Unfortunately, there is limited public agriculture research funding in many countries. For example, in the U.S., agricultural research has decreased from about 40 percent of the research that the government undertook in the 1950s to less than four perecent now — for example, the 2014 Farm Bill’s budget contains about 0.2 percent for R&D. On the bright side, however, public research funding has significantly increased in some developing countries, including India, Brazil and China, which became the world’s biggest investor in public agricultural R&D in 2008 and has doubled U.S. agricultural research spending since 2013. The food system is global; thus, developed and developing countries alike must increase their R&D funding to be able to respond rapidly to emerging challenges to sustainably reducing hunger, extreme poverty and malnutrition.
Effective R&D agendas should be developed and carried out by international experts from all scientific disciplines, including agricultural production (staple crops, horticulture, livestock, fisheries, etc.), nutrition, food processing, food quality and safety, health (human, animal and plant), environment, pest, water, data, resilience, etc.
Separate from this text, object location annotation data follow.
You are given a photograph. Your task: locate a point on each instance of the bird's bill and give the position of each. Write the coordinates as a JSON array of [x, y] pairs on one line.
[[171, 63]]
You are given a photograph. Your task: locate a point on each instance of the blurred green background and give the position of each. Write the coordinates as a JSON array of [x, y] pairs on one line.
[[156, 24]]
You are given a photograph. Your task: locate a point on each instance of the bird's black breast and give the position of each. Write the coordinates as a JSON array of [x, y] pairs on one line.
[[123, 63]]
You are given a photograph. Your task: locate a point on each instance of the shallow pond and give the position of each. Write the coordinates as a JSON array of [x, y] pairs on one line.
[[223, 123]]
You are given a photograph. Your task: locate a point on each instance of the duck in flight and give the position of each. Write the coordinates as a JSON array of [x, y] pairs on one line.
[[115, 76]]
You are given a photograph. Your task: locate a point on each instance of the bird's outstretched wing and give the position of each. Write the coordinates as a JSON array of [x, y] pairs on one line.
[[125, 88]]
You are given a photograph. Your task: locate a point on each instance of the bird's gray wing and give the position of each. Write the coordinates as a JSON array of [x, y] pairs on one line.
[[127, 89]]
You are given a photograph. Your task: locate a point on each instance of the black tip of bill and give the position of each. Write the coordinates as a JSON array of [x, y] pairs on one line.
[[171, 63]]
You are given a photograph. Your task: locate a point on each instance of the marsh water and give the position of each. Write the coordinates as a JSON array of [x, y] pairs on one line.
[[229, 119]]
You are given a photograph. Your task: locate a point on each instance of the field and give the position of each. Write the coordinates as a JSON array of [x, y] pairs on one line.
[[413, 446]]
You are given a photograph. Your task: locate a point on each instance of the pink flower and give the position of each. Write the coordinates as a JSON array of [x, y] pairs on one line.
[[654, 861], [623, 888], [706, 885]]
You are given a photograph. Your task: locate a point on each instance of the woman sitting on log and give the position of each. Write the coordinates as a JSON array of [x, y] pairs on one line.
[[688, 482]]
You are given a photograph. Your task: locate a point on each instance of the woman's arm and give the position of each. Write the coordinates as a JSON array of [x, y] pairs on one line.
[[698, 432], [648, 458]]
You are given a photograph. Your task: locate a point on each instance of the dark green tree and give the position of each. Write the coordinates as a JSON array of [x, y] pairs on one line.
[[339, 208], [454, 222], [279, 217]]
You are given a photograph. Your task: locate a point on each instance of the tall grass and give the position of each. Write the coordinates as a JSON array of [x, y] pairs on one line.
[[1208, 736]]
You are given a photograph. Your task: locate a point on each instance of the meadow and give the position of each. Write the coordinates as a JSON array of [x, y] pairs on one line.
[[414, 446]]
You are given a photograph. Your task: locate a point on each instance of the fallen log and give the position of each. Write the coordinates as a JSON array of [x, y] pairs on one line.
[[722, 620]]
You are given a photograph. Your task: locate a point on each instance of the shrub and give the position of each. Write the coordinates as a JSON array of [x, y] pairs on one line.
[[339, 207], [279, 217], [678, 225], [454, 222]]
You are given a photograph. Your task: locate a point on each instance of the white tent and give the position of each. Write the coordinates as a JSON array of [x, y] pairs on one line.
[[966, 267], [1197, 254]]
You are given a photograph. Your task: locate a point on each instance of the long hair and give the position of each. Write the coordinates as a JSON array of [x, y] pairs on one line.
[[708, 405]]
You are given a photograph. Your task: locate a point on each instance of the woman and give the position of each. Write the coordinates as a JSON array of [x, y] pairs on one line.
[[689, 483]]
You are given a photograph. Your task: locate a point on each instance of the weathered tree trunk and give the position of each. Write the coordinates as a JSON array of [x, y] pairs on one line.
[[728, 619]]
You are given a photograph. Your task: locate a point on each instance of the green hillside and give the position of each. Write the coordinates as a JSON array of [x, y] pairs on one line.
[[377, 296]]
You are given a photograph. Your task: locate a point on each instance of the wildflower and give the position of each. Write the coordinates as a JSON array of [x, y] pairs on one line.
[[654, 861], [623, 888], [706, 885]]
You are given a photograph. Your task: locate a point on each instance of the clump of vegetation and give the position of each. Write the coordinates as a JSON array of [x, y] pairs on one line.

Enabling environments — including policy, gender, youth, finance, HICD, etc. — must be taken into account as well. An effective agenda must be country-led and demand-driven to produce adaptable, scalable and affordable technologies and practices.
Donors and international organizations — including USAID, World Bank Group, WHO, FAO, Bill & Melinda Gates Foundation, CGIAR, FFAR, host countries’ research intuitions, etc. — should collaborate, as we can accomplish more when we act together than when we act alone.